I looked around, and there’s a post by him here expressing that he prefers ‘mandated choice’ for organ donation, where you don’t opt-in or opt-out, you’re just forced to explicitly make the decision (i.e. it’s a required question when you renew your drivers license).
Another example Sunstein uses is ‘putting fruit at eye level’ in a store, or adding the image of a housefly to men’s urinals to ‘improve aim’. I think the issue with the opt-in / opt-out example is that it’s strongly trying to route around your agency to get you to make a choice that isn’t obviously what you want. And the opt-in/opt-out example has been fairly controversial (Muslim groups opposed it in the UK) which I can image contributing to it being the most widespread example.
Regarding routing around agency: I know that every time I get an ‘opt-out of this newsletter’ box when signing up on a website, I feel like they’re acting adversarially, in a way I wouldn’t if they’d said “choose from the drop-down whether you’d like our newsletter”.
Can anyone whose looked into this with depth confirm the above account of ‘nudge’ and whether opt-in / opt-out is non-central and has been selected for non-epistemic reasons?
Huh? I am sufficiently surprised/confused by this example to want a citation.
Edit: The surprise/confusion was in reference to the pre-edit version of the above comment, and does not apply to the current edition.
Sure, I’ll try to find one later today.
Edit: Added some more detail.
I agree that it’s good to avoid fights by making good behaviour more easy and natural, but man, I feel very depressed by the idea that the rationality community can’t coordinate on the norm that one should use words precisely and clearly to preserve useful meanings. Which is to say, I think that the fight could maybe be winnable (at least in certain contexts), but also that if it isn’t it’s worth spending more time thinking about how we could have failed so badly.

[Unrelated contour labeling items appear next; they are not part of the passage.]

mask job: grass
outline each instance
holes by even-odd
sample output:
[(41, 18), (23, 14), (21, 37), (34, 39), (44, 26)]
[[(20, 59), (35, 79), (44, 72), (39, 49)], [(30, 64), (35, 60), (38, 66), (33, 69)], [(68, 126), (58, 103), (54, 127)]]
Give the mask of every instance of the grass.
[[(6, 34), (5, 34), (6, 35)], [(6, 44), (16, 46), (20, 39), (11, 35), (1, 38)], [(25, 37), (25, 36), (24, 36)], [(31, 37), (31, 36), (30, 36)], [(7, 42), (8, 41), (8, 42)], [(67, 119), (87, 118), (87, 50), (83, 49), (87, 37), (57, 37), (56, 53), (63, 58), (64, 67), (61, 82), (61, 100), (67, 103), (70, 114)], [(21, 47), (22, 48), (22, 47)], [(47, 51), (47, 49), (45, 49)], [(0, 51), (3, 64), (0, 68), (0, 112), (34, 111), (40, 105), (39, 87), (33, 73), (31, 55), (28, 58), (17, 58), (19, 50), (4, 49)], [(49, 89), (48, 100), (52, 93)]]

I do think it’s a fine, achievable goal for the rationalsphere… in places that have relatively longterm expectations and norms. I think it may be achievable on LW. I don’t think it’s especially achievable on Open FaceBook and places where the social boundaries are porous and people come and go and don’t have much common expectations (or common knowledge that they have common expectations).
(And, it seems like a lot of good jargon here should be making the rounds outside of the rationalsphere, and you’d want it to be able to survive once it reaches a mass audience)
I would draw a line between “fighting change by punishing defection” and “coordination to maintain a meaning”.